Danfoss Store CO2
Danfoss 'Smart Store' in Nordborg, Denmark. Photo Credit: Danfoss.

Danfoss ‘Smart Store’ Helps Determine the Most Energy-Efficient Way to Integrate CO2 Technologies

Ejnar Luckmann, the store’s Technical Manager, gave ATMOsphere an exclusive tour of the smart store.

Last summer, Danish component manufacturer Danfoss opened a “smart store” next door to its headquarters in Nordborg, Denmark, which provides an opportunity to showcase its latest CO2 refrigeration technology and conduct R&D. The store shows what’s possible with an integrated CO2 system.

The smart store is a working supermarket with 813m2 (8,751ft2) of floor space and a 240m2 (2,583ft2) machine room, which houses the R&D lab, known internally as the application development center (ADC). A major focus of the store is energy savings and efficiency, and to that end its integrated CO2 system provides refrigeration, heating and cooling. In addition, there are 100kW solar panels installed on the roof that supply most of the store’s electrical power.

Ejnar Luckmann serves as the store’s Technical Manager, and he gave Marc Chasserot, Founder and CEO of ATMOsphere, a tour of the ADC, highlighting the energy savings realized in the year since the store’s opening and possible further system integrations. ATMOsphere is the publisher of NaturalRefrigerants.com.

Heat producers

Luckmann noted that when it comes to heating, the smart store has been self-sufficient. It is equipped with Danfoss’s heat recovery unit, which supplies comfort heating and domestic hot water. The company’s heat recovery unit was nominated for the ATMO 2023 Innovation of the Year Award for North America as part of the 2023 ATMO America Summit.

Excess heat is sold to the local district heating network, and Luckmann said sales have been brisk.

“Since its commissioning in May 2023, the store has bought 87kWh of heat ‒ required for the system startup ‒ and sold over 15,000kWh to district heating,” Luckmann said.
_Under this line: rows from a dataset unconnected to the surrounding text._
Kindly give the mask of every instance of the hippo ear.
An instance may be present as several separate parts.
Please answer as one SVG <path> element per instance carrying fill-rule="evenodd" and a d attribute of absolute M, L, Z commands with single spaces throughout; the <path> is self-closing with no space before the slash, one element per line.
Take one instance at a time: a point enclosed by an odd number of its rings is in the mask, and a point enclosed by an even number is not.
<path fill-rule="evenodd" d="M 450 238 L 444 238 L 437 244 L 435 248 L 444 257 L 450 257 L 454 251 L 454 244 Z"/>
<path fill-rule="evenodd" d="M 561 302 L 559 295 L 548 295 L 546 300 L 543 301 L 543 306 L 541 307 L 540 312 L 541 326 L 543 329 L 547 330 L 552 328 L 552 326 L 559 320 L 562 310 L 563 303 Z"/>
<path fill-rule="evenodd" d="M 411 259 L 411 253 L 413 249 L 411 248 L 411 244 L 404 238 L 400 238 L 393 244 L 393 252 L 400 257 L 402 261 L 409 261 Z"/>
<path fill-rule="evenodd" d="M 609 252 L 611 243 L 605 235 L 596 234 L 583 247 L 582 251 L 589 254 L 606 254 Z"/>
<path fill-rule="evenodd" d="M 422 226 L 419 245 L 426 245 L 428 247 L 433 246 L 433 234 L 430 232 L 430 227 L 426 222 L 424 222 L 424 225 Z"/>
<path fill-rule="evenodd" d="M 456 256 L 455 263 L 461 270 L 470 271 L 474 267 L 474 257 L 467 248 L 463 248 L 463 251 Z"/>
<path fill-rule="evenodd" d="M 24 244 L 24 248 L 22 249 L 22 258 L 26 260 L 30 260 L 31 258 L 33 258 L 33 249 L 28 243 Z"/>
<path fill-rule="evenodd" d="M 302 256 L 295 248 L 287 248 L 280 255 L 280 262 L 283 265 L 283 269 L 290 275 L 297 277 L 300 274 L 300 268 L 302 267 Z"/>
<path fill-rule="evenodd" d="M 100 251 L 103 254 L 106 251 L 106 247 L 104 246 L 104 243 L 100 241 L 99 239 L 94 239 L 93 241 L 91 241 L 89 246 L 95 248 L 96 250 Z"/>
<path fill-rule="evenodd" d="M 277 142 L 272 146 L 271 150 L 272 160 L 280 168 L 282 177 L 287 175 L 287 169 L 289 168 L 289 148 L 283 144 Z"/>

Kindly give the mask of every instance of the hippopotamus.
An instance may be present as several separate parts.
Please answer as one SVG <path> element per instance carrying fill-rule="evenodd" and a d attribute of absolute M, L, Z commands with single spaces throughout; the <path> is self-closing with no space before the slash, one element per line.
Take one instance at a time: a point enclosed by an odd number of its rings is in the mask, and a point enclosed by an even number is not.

He noted that the system produced one and a half times the heat needed by the store and the ADC in a test conducted during the winter with a −6°C (21.2°F) nighttime temperature and a roughly 0°C (32°F) daytime temperature.

“Being able to create energy at very low temperatures to get the highest performance in our area is what it is about,” Luckmann said. “The CO2 system is a heating machine and a refrigeration system.”

An optimized system

The Danfoss store contains two CO2 refrigeration racks: a standard one and an “energy pack” with all the “bells and whistles,” including parallel compression and ejector technology, Luckmann said.

The energy pack covers refrigeration, heating and comfort cooling in one rack, with connections to a ground-source heat pump and a Danfoss heat recovery unit. The store’s medium-temperature cooling capacity is 30kW (8.5TR), and its low-temperature capacity is13kW (3.7TR).

In addition, a heat recovery wheel in a standard air handling unit recovers heat from the air sucked out of the supermarket.

According to Luckmann, the efficiency of the wheel runs a little above 80% heat recovery, adding that it is not about optimizing the wheel but rather streamlining the entire system.

A total of 50 electrical and heating meters monitor and help optimize the store’s energy usage, with digitalization providing an overview of all the applications. “Optimization is a compromise between the applications and not a suboptimization of one application,” he added.

Suitable to every climate

The Danfoss smart store is equipped with a roof-mounted adiabatic gas cooler despite the absence of high ambient temperatures in Nordborg, with summer temperatures rarely climbing above 26.7°C (80°F).

Luckmann explained that the store experiments with different technologies for different environments. “In a hot climate, an adiabatic gas cooler, using a little bit of water, gives 5‒7K (5‒7°C/9‒12.6°F) extra cooling; CO2 systems operating in countries closer to the equator need that cooling.”

The store contains Danfoss CO2 technologies for colder and hotter climates than those in Denmark and for different-sized stores, including hypermarkets and smaller grocery outlets. “We are showcasing it here, and we can bring customers from around the world to have a good dialogue about what makes sense for them,” Luckmann said.

Additional tech

According to Luckmann, Danfoss has determined the appropriate size for a battery storage unit to add to the system based on the energy stream data for the year. “Battery storage will allow us to optimize electrical energy flow, storing it at low prices and offloading it at high prices,” he said, adding that the company plans to build it this year.

Other technologies in the works include cold and heat storage, car charging stations for electric vehicles and hydronic heating/balancing.